A Constant Innovator

Williams had always explored the piano. "I hit the notes, and I saw colours," she once explained. She was given her first vertical piano in 1954. On her blog, she recounted the tale of her first "dismantling" – "as I’ve done for all pianos," she commented: Williams detached a panel from below the piano’s keyboard, and set it on the floor alongside her stool. "Seeking rhythm, my left foot turned into the hi-hat pedal," she explained.

Williams originally learned classical piano at the Peabody Conservatory. Youthful exposures with the standard canon led her to Rachmaninov; she brought his famous Prelude in C minor to her piano teacher, who reprimanded her for altering a section.

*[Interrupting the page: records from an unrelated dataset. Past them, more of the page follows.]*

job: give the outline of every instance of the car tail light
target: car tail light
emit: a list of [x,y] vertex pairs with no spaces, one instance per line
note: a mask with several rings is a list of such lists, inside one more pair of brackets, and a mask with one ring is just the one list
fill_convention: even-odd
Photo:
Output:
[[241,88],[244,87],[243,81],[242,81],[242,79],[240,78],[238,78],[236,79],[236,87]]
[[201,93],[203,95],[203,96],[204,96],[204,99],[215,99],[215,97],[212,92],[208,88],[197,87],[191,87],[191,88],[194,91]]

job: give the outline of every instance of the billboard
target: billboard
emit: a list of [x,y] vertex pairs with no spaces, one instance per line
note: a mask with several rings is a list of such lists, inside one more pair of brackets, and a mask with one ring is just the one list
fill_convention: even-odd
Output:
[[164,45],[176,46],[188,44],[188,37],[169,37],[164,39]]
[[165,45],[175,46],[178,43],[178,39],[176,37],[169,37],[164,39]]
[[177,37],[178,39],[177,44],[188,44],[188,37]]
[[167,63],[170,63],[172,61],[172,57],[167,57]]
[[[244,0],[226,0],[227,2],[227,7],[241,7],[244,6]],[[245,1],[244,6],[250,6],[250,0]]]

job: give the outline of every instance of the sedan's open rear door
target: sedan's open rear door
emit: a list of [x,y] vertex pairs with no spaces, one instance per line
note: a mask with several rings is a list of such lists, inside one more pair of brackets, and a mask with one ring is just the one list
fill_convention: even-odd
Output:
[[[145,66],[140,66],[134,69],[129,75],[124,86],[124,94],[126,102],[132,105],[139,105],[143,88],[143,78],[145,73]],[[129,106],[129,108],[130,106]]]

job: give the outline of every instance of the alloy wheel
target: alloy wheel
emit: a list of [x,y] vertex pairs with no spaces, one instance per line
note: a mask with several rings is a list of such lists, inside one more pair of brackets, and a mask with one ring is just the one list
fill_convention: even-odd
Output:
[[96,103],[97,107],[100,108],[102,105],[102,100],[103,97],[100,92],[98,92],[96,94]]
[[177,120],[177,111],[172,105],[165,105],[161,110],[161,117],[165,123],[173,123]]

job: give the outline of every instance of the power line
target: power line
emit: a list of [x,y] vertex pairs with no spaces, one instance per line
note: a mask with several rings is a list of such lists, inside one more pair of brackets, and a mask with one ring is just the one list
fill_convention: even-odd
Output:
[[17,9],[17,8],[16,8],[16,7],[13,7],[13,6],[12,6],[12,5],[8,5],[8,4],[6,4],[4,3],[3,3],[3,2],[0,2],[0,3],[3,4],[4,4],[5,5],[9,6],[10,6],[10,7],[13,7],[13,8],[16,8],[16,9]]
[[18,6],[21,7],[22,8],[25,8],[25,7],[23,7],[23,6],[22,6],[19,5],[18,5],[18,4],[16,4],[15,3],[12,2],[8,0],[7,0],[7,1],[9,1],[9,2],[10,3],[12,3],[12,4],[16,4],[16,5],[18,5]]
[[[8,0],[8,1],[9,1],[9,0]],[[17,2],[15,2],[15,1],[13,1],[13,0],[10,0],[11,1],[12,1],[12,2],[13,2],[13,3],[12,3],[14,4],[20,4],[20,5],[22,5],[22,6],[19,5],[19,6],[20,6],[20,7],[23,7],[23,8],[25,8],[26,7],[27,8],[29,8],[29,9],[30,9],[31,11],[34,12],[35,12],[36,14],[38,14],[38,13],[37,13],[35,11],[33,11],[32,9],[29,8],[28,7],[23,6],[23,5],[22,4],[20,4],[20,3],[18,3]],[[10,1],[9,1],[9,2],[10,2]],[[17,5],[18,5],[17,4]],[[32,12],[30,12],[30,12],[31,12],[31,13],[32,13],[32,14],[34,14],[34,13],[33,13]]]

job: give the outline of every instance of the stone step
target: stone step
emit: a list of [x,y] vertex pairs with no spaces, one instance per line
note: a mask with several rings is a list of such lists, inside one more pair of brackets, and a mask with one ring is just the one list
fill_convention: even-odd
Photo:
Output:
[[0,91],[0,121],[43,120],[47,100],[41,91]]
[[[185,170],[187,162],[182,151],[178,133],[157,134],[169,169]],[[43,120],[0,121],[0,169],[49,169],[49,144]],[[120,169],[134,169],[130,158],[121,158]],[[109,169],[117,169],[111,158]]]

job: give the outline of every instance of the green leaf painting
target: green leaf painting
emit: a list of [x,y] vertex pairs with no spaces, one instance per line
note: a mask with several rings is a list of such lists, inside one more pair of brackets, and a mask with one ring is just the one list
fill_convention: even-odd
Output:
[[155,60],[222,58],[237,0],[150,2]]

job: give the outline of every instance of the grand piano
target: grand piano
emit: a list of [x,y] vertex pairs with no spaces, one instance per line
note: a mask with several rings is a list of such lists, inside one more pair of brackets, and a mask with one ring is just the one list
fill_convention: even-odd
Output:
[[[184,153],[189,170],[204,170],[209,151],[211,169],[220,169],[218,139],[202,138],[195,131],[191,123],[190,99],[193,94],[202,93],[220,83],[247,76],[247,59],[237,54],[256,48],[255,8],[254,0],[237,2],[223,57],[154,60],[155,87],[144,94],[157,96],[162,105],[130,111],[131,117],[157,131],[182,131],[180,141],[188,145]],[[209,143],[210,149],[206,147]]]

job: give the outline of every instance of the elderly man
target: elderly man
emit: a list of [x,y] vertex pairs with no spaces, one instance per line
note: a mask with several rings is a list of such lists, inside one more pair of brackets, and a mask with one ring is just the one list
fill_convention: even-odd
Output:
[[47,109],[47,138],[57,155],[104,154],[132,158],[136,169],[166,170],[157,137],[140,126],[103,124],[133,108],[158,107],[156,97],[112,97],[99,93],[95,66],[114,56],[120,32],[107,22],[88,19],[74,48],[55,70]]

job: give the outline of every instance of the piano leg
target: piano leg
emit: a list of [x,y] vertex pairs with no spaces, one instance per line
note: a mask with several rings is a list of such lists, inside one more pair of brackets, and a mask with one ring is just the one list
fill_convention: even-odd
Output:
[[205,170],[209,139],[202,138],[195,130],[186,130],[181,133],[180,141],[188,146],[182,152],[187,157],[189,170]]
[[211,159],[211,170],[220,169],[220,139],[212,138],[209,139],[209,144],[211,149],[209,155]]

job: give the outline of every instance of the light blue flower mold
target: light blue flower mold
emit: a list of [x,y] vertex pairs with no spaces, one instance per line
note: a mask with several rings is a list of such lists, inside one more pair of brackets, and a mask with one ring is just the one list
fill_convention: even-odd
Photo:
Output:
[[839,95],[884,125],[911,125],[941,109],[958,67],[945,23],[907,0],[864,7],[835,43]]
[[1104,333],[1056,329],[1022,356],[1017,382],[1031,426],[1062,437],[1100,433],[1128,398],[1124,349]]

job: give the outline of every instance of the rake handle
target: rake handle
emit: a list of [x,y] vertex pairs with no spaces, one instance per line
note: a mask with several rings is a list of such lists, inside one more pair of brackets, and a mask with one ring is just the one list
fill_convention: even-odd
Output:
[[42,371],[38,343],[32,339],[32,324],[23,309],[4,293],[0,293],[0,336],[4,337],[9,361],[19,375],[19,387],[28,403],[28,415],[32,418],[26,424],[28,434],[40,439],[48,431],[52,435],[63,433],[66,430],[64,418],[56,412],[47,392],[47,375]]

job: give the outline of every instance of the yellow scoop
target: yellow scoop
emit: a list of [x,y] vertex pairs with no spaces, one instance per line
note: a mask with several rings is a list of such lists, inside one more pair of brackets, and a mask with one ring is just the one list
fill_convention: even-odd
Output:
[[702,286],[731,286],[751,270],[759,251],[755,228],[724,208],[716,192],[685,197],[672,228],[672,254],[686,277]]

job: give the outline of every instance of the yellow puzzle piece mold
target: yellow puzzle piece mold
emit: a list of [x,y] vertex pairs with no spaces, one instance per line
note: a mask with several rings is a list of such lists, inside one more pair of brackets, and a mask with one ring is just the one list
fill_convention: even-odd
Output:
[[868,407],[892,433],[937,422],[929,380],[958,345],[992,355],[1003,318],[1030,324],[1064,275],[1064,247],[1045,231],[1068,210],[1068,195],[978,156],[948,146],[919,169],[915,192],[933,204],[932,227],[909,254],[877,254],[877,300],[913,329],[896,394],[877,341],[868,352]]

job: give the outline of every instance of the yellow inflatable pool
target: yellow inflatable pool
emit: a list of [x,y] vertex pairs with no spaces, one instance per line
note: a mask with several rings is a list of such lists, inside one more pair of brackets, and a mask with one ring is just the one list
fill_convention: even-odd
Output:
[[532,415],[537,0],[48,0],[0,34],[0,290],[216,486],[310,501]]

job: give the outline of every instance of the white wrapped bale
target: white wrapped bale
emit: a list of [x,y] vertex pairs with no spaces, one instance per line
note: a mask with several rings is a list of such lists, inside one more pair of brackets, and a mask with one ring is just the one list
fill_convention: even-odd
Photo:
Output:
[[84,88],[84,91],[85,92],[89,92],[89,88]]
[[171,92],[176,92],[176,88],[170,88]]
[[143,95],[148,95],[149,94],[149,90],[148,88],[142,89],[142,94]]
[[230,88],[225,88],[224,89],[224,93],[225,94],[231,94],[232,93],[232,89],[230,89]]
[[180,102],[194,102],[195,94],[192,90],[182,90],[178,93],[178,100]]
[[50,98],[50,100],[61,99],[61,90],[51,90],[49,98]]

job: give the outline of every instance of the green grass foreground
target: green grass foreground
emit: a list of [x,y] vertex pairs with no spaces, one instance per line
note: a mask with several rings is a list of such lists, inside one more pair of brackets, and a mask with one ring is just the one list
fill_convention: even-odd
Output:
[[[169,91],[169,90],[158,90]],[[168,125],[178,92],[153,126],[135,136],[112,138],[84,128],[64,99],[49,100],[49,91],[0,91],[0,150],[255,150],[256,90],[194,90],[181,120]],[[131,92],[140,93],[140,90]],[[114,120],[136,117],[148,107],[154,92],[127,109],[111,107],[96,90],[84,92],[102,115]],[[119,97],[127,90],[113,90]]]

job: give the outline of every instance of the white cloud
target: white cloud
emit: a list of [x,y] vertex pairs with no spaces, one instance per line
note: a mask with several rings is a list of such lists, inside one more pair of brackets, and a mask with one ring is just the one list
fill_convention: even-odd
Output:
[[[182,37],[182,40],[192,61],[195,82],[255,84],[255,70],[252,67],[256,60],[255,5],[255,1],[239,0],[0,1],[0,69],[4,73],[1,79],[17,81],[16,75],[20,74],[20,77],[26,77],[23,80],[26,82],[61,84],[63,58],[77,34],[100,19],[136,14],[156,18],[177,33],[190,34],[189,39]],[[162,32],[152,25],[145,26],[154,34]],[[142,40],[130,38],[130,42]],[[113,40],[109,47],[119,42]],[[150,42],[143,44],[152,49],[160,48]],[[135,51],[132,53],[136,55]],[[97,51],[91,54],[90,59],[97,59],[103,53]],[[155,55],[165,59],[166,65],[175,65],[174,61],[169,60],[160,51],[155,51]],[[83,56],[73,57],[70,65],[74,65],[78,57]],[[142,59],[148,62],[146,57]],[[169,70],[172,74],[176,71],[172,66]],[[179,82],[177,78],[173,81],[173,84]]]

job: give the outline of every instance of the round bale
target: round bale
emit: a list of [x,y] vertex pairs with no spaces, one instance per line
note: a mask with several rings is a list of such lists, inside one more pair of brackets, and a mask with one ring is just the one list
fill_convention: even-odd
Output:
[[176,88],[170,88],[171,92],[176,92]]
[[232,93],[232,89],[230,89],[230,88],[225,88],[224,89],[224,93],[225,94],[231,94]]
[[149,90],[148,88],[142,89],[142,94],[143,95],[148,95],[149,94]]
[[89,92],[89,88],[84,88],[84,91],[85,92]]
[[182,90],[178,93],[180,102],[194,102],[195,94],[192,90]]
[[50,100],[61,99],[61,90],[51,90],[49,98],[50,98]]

However, he detected her potential: a week later, he brought her Dave Brubeck to play. She figured out his Take Five within a week.

Industry Disappointment

In time, Brubeck refer to Williams "among the finest pianists I have ever heard," and McCoy Tyner was just as awed. Williams’ 2004 Grammy-nominated album Live at Yoshi’s, Vol 1, displays her deep absorption in jazz history, plus her trademark playful pianistic wit. Nevertheless, despite her dedicated efforts to study the genre – first, to the hipper sounds of Coltrane, Miles and Dolphy, before working her way back to Monk and Garner to Fats Waller and James P Johnson – she rapidly felt disillusioned with the jazz world.

Upon relocating from Philadelphia to San Francisco, Williams met the great Mary Lou Williams. Encouraged by the elder pianist's advice ("Don’t ever let anyone stop you"), she turned into a strident, public critic of her scene: of the meagre pay, the jazz "old boys' network," the "scene networking" – namely smoking and drinking as the main method of landing performances – and of a commercial business benefiting from the efforts of artists in need.

"I am continually disappointed at the reality of the ‘jazz world’ and its incapacity to organise, communicate and stand up for a set, any set, of essential beliefs," she stated in the album notes to her 2008 release Deep Monk. Likewise, the writing on her blog was wide-ranging, honest, decidedly ideological and feminist, though she infrequently addressed her experiences as a transgender woman. A writer pointed out: "To add to the sexism … that pushed her from her preferred musical arena for a period, imagine what kind of cruel nonsense she must have faced as a trans woman in the jazz scene of the early 80s."

A Journey of Independence

Her professional path moved toward self-sufficiency. Following a period in the active Bay Area scene, she moved through smaller cities such as Sacramento and Santa Cruz, making a home in Portland in 1991, and later moving smaller still, to Yakima, Washington State, in the 2010s. Williams understood from the beginning the great promise of the internet

Leslie Norris
Leslie Norris

Lena Schmidt is a senior industrial engineer with over 15 years of experience in automation and process optimization, specializing in sustainable manufacturing practices.